Guns vs. Mental health
More stories from Joan Lee
Back in February, a tragic shooting occurred at Marjory Stoneman Douglas High School, killing seventeen students. I send my condolences to those affected by this horrible incident and applaud the young men and women who chose to stand up to advocate for safety. My heart is with you.
However, I have focused on a different subject, the debate between guns and mental health.
Lately, people have been discussing the cause of tragedies like the Parkland school shooting, Orlando nightclub shooting, and the Las Vegas music festival shooting. However, some insist there are several reasons for shootings.
“I would place more blame on mental health but only by a little,” said Grant Hess, 11. “A gun is simply a tool, and while it can be used for evil, so can a knife, but it is the mindset of those people which allows them to commit such atrocities, which ‘normal people’ find horrible and unthinkable, in other words, mentality is the enabler.”
I would like to disagree to some extent: There will never be an ultimate cause for these shooting, especially in the case of the Florida school shooting. The world is more complex than ever, weaving together topics one would never expect to have a need to discuss, even two decades ago. The cause is not solely be because of a gun or the shooter’s mental health. There will always be more factors that play into these tragic events.
For the Parkland shooting, it was an interlocking of the mental health of Nikolas Cruz, who was described by a public defender as “deeply disturbed and emotionally broken,” and the easy access Cruz had to a gun. Among these reasons, some adults do not take teenagers seriously.
Although the Broward County Sheriff’s Office claims that the sheriff only got 23 calls about the shooter’s family, the number of calls reached at least 45 according to CNN. The deputies say that they did not make an arrest due to the lack of criminal or dangerous activity at Cruz’s home.
I am sorry, but if I was sheriff and I received more than a dozen calls about a particular person, I would become concerned. Even if it seemed as though nothing harmful was happening at the house, I would still have done more due to the concern shown by the rest of the community. After all, the police exist to serve the public and the safety of the public.

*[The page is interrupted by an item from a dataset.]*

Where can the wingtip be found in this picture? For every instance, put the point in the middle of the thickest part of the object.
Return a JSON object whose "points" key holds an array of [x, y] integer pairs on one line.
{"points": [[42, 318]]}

Now, that does not mean that we should place all the blame on the police. No, not at all. Although people have a tendency of judging before fully knowing, we must, at least try to understand all sides of a situation without any bias before inserting our own bias. After researching what exactly happened in Parkland I was able to form my opinion on the different potential causes of this tragedy, and that is an action all people should take.